Ms. Sunny Dase—preposterous name!—intrigued him, Adam concluded, absently rejecting one shirt in favor of another, too distracted to take note of his unusual indecisiveness concerning his choice of apparel.
Every article of clothing Adam possessed was well made, elegant, tasteful and outrageously expensive. Whatever he chose to wear suited him and any occasion. Formal wear excepted.
Should he wear a tie—or go for a more casual look?
The thought jolted Adam into the realization that he was actually agonizing over a necktie.
Was he losing his mind...or simply bewitched?

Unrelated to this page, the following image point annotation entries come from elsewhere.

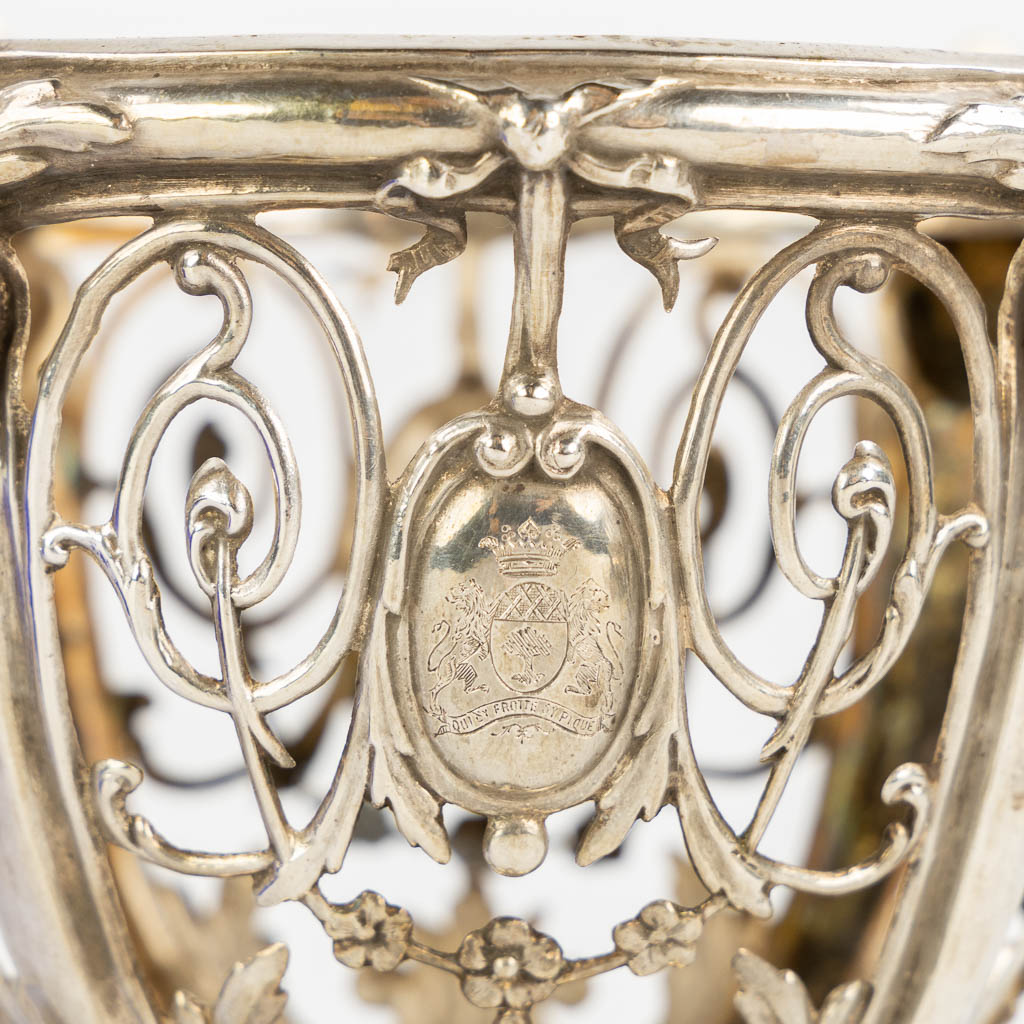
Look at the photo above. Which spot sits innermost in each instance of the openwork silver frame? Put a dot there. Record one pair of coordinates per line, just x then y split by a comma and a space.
203, 136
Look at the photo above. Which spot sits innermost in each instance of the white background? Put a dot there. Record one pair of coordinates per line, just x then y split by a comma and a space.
558, 897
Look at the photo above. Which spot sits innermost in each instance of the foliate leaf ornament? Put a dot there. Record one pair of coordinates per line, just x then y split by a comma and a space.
541, 135
251, 994
768, 995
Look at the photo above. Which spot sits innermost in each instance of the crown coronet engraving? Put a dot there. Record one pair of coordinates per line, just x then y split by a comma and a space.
529, 550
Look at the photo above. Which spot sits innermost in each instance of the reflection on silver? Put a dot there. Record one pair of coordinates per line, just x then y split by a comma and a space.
522, 598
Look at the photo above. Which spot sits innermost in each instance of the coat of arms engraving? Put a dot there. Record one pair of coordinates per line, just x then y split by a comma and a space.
531, 639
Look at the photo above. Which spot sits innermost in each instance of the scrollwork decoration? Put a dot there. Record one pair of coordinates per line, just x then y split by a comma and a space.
592, 674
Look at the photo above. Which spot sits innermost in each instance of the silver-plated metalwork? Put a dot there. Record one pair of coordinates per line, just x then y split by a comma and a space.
522, 597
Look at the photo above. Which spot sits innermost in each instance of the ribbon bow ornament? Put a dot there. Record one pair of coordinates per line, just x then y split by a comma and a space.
540, 135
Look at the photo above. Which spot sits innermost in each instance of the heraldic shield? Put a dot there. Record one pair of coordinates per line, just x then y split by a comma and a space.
529, 636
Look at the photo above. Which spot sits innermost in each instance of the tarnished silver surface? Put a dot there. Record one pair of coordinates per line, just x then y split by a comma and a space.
523, 595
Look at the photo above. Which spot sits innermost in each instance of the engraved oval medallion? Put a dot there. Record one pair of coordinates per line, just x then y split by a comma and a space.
522, 641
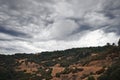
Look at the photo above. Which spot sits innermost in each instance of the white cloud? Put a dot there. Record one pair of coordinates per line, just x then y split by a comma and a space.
63, 28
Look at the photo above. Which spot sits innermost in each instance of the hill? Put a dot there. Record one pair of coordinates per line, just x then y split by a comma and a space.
90, 63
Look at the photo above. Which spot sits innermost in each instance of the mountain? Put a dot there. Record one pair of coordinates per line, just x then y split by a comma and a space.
90, 63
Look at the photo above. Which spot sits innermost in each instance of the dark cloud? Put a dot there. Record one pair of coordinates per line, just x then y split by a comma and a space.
12, 32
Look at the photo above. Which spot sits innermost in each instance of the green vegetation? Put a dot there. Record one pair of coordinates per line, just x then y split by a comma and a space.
65, 58
91, 78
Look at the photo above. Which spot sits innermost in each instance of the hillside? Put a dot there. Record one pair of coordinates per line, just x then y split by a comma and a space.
90, 63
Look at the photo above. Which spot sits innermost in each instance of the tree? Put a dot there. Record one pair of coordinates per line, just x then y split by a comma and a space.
119, 43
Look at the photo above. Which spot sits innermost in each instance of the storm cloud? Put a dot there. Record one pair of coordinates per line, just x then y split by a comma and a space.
46, 25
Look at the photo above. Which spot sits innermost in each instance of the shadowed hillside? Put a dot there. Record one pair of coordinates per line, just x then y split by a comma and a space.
90, 63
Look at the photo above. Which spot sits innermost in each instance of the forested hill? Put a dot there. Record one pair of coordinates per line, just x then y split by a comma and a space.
91, 63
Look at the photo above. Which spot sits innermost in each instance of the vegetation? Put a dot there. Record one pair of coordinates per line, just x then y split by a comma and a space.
46, 60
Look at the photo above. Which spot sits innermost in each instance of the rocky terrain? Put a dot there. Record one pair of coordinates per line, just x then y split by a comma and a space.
90, 63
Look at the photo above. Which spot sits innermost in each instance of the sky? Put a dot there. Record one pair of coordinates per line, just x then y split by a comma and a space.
33, 26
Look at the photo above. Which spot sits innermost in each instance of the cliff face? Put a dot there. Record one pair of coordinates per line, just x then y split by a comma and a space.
92, 63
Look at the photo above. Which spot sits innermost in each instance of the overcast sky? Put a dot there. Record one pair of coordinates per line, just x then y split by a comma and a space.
47, 25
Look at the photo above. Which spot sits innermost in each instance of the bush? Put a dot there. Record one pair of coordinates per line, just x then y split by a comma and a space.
91, 78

The follow-up thought brought a wry smile to his compressed lips. The consideration of bewitchment immediately wiped the smile from his mouth.
Nonsense.
Sunny was an enigma, a puzzle, nothing more. Adam had earned a reputation for his ability to untangle puzzles and expose supposed enigmas.
But she did possess the power to excite him. He had felt the zing and sting of that power with his first sight of her striding across the Palace Green.
Forgoing the neck wear, Adam felt a recurring sizzle dance along his nerve endings as he shrugged into his jacket. He would be meeting Sunny in exactly...
He shot a glance at his wristwatch. Another jolt went through him. While he had been musing on his limited sartorial section, time had slipped away from him.
Scooping his loose change, wallet and keys from atop the dresser, he shoved them into his pockets as he strode into the sitting room of the suite, then to the door. He had never known a woman to be on time. Still, he had three and a half minutes to get his rump down to the lobby—in the unlikely event Sunny proved to be the exception.
She was waiting for him.
The sight of her, standing at ease and relaxed next to the impressive bust of Patrick Henry on a pedestal in the lobby, not only surprised but delighted Adam.
The contrast in her attire alone was startling. Whereas before she had appeared the picture of an eighteenth-century maiden in her period costume, with her hair pulled up into a loose knot on top of her head, Sunny now projected an image of an ultramodern, thoroughly “with it” young woman.
She was dressed in a severely cut, perfectly fit, austere-looking black suit, with a figure-hugging pencil-slim ankle-length skirt, the side seems slit to just above the knees. The peek of curvaceous calves, in addition to her enticingly rounded bottom and long, slender thighs, caused a sudden dry tightness in Adam’s throat.
Swallowing with some difficulty, he shifted his gaze, giving her person a more encompassing look.
The severity of her black suit was balanced by a snowy white blouse with a froth of lace at the collar and cuffs, the lace spilling over the backs of her hands. Sheer black nylon encased her legs. Her slim, delicate feet were enhanced by highheeled black suede evening pumps.
Slowly, reluctantly, Adam dragged his gaze up along the alluring lines of her body and settled on her face. She appeared to be wearing a minimum of makeup: perhaps a light, translucent base, a brush of color on her cheeks; a darkening swish of mascara on her lashes; a clear, true red applied to her luscious lips.
Gliding his tongue over his own lips, Adam forced his glance away from temptation, past her straight nose, the glowing skin of her cheeks, the alert and bright interest in her curious green eyes, to the top of her head and...
And her hair... Oh, Lord, her hair. Sunny’s wavy mane of gold-streaked brown hair tumbled onto her shoulders and halfway down her elegantly straight spine.
In truth, the sight of her took his breath away. Adam’s fingers twitched with the desire to spear into the alluring brown mass; his mind reeled with an image of those gold-streaked strands spread out on a pillow...his pillow.
But first things first, he advised himself, crossing the lobby to her. Dinner, then...
“Hello,” he said, attempting to corral his bedbent thoughts as he came to a halt beside her. “Were you early or am I late?”
“Oh...hi.” Sunny flashed a nerve-crunching smile at him. “Since it is now precisely six, you are not late. So I guess I was a few moments early. No big deal.”
“Even so, I’m sorry I kept you waiting.”